Integration with respect to counting measure when $X=\mathbb{R}$

Question

Consider the measure space $(X,\mathcal{M},\mu)$ where $X=\mathbb{R}$, $\mathcal{M}=\mathcal{P}(X)$ and $\mu$ is the counting measure. I want to show that for every measurable function $f : \mathbb{R} \mapsto [0,+\infty]$, given $x \in \mathbb{R}$, $\int_{\{ x\}} f \, d \mu = f(x) $. Generally speaking $\int_{X} f \, d \mu = \sum_{x \in X} f(x) $. I can do this in the case $X=\mathbb{N}$ with a monotone convergence argument, but when $X$ is uncountable I find some trouble.
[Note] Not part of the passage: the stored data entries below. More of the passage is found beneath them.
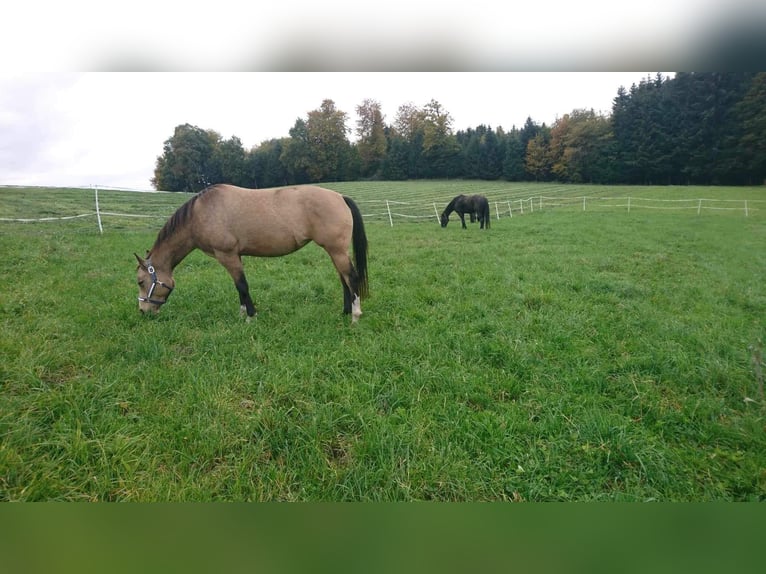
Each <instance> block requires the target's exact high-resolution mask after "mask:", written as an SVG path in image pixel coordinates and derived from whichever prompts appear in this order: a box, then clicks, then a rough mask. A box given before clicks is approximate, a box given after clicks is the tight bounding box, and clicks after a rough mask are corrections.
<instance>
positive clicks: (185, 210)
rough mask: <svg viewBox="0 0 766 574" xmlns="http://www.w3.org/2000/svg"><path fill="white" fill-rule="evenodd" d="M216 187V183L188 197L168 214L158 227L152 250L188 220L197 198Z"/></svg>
mask: <svg viewBox="0 0 766 574" xmlns="http://www.w3.org/2000/svg"><path fill="white" fill-rule="evenodd" d="M216 187H218V186H217V185H210V186H208V187H206V188H205V189H203V190H202V191H200V192H199V193H197V194H196V195H194V197H192V198H191V199H189V200H188V201H187V202H185V203H184V204H183V205H182V206H181V207H179V208H178V209H176V211H175V213H174V214H173V215H171V216H170V219H168V220H167V222H166V223H165V225H163V226H162V229H160V232H159V233H158V234H157V240H156V241H155V242H154V247H152V251H154V249H155V248H156V247H157V246H158V245H159V244H160V243H162V242H164V241H165V240H166V239H167V238H168V237H170V236H171V235H173V234H174V233H175V232H176V231H178V230H179V229H180V228H182V227H184V226H185V225H186V224H187V223H188V222H189V220H190V219H191V216H192V213H194V204H196V203H197V200H199V198H200V197H202V196H203V195H205V194H207V193H209V192H210V191H211V190H212V189H215V188H216Z"/></svg>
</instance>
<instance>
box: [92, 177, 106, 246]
mask: <svg viewBox="0 0 766 574" xmlns="http://www.w3.org/2000/svg"><path fill="white" fill-rule="evenodd" d="M93 189H94V190H95V192H96V219H97V220H98V232H99V233H101V234H102V235H103V234H104V228H103V227H102V226H101V210H100V209H99V208H98V187H96V186H95V185H94V186H93Z"/></svg>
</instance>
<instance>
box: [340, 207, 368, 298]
mask: <svg viewBox="0 0 766 574" xmlns="http://www.w3.org/2000/svg"><path fill="white" fill-rule="evenodd" d="M343 200H344V201H345V202H346V205H348V208H349V209H350V210H351V216H352V217H353V219H354V231H353V234H352V236H351V239H352V243H353V244H354V267H355V268H356V274H357V278H358V281H359V283H358V285H357V295H359V297H360V298H364V297H366V296H367V293H368V291H369V288H368V285H367V234H366V233H365V232H364V218H363V217H362V212H361V211H359V207H358V206H357V205H356V203H354V200H353V199H351V198H350V197H346V196H345V195H344V196H343Z"/></svg>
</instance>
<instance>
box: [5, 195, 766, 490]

How can I fix things when $X$ is uncountable?

Answer 1

First note that by definition,

$$\int_{\{x\}} f\;d\mu=\int f\cdot1_{\{x\}}d\mu.$$

However, note that $f\cdot 1_{\{x\}}=f(x)1_{\{x\}}$. Therefore we use linearity of the integral to compute

$$\int_{\{x\}}f\;d\mu=\int f(x)1_{\{x\}}d\mu=f(x)\int 1_{\{x\}}d\mu=f(x)\,\mu(\{x\})=f(x)$$

where the last equality is by definition of the counting measure.

I'd recommend working on the more general case on your own, using what we just proved.